For a practical application: as you can imagine, there are certain crimes where it really makes a difference if an image is just on a phone, or if it was verifiably taken by that phone. Possession-of vs. Production-of...

2 comments

That's interesting. But, assuming the research found it possible to verify which device a photo came from based on the sensor noise, doesn't that kind of go against the idea that there is a lot of entropy in sensor pattern noise?
No, because you could have it that the device is always identifiable, but nevertheless producing a randomly varying sequence of images.

Take printers for example, with some known to print a signature. Clearly they can still print a sheet a solid colour (or a number 0-100, or something character or whatever) at random (given some random source & control for doing so I mean) despite the device being identifiable.

I spend a lot of time thinking about randomness, and after running some tests on the entropy of dark images, I have started to believe that there is a lot less entropy in dark CCD images than people think, but there is still enough to get a useful entropy stream.

A substantial portion of the "noise" from a CCD is definitely not random.

I'm curious, how close to raw CCD data did you get from consumer cameras? It wouldn't surprise me if hard-wired camera internal postprocessing often almost immediately regularizes random noise, even with raw images and software postprocessing turned off.
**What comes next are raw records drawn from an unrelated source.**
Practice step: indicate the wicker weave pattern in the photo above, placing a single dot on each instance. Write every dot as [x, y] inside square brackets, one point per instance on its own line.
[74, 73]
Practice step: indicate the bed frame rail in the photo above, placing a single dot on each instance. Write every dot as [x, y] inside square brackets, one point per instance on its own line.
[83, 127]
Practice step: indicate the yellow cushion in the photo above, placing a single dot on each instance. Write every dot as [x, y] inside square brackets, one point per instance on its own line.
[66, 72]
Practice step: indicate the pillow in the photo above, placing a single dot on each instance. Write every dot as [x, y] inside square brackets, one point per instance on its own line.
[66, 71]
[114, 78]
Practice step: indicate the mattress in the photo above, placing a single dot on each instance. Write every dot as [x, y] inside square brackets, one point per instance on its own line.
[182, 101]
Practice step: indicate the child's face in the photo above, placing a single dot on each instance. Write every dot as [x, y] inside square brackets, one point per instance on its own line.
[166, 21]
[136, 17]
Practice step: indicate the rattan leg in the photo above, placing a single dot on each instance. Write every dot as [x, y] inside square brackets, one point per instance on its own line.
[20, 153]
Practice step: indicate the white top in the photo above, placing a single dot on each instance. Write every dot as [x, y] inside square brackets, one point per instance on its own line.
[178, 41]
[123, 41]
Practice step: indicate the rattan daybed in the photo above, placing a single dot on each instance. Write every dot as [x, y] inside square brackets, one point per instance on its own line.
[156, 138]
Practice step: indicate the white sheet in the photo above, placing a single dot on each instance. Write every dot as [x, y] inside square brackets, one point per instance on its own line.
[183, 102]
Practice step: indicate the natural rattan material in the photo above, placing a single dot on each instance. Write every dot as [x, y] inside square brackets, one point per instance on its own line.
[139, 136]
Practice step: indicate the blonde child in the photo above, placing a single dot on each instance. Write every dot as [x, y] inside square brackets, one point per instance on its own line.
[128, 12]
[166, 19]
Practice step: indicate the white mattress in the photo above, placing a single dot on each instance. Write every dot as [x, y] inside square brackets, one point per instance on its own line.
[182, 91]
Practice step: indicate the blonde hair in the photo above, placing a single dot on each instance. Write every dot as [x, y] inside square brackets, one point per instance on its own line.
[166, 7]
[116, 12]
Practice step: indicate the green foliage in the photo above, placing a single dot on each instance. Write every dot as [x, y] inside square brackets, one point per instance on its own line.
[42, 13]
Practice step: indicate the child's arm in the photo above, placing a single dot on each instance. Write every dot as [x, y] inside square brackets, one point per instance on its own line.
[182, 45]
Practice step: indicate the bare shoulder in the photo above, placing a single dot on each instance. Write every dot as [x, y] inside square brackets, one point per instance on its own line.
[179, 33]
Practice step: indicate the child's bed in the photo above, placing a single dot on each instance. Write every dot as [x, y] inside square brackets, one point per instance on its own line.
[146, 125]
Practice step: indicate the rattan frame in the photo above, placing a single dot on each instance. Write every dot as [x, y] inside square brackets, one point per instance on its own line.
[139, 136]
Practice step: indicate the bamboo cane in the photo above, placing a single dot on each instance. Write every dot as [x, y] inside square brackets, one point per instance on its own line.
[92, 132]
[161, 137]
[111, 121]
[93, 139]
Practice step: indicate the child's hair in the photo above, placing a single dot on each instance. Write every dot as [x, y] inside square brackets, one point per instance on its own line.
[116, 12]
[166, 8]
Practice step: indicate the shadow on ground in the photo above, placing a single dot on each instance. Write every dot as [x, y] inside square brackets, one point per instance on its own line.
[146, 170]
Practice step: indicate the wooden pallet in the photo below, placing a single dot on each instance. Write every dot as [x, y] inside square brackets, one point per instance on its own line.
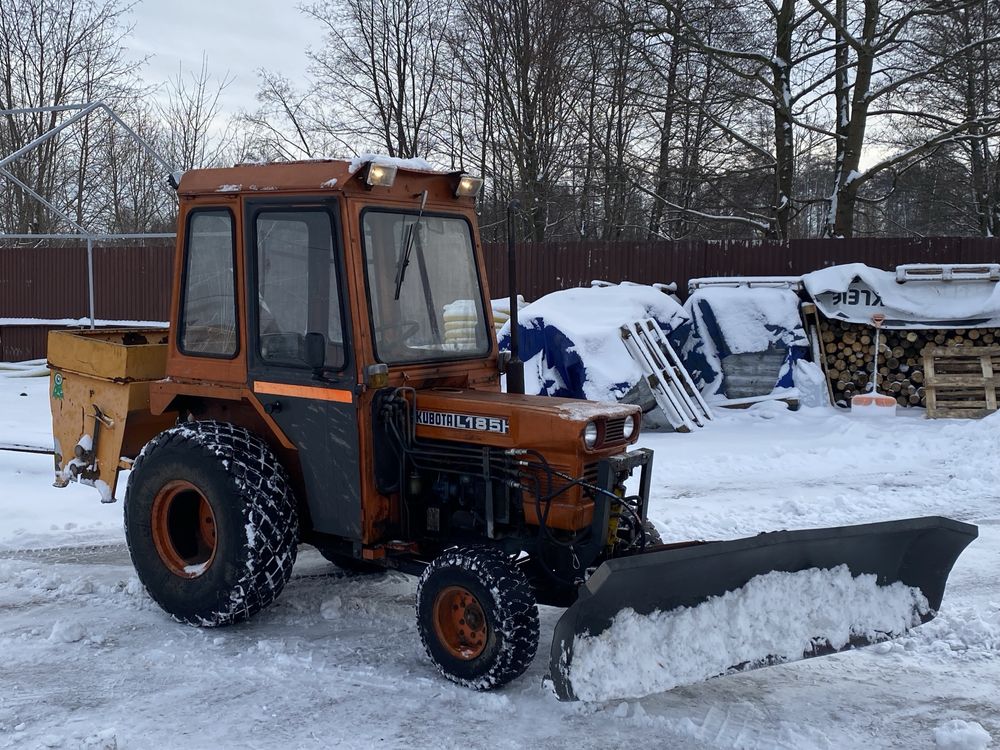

Just a wild-ass guess though.
I didn't use consumer cameras to test this, and I assume cloudflare doesn't either.
I was annoyed at the caginess of your answer until I saw you ran a randomness-as-a-service company and these are low grade trade secrets.
If I were going to take a stab at this, I would guess that most of the "camera" is really unnecessary and that you could do this using just the image sensor.

A lot of the camera is just functionality to make actual pictures better that don't apply here. Eg you don't need to control exposure with shutter speed if it's in a black box.

Having a whole camera might even be counterproductive. Eg actuating the shutter is predictable, so it might reduce entropy if actuating the shutter creates a signal that shows up in the randomness.

Or maybe they just mean pro quality cameras, but I'm not sure why you'd want a whole camera instead of just the sensor. Reasons are not readily apparent, and I don't expect anyone to be immediately ready to correct me on trade secrets.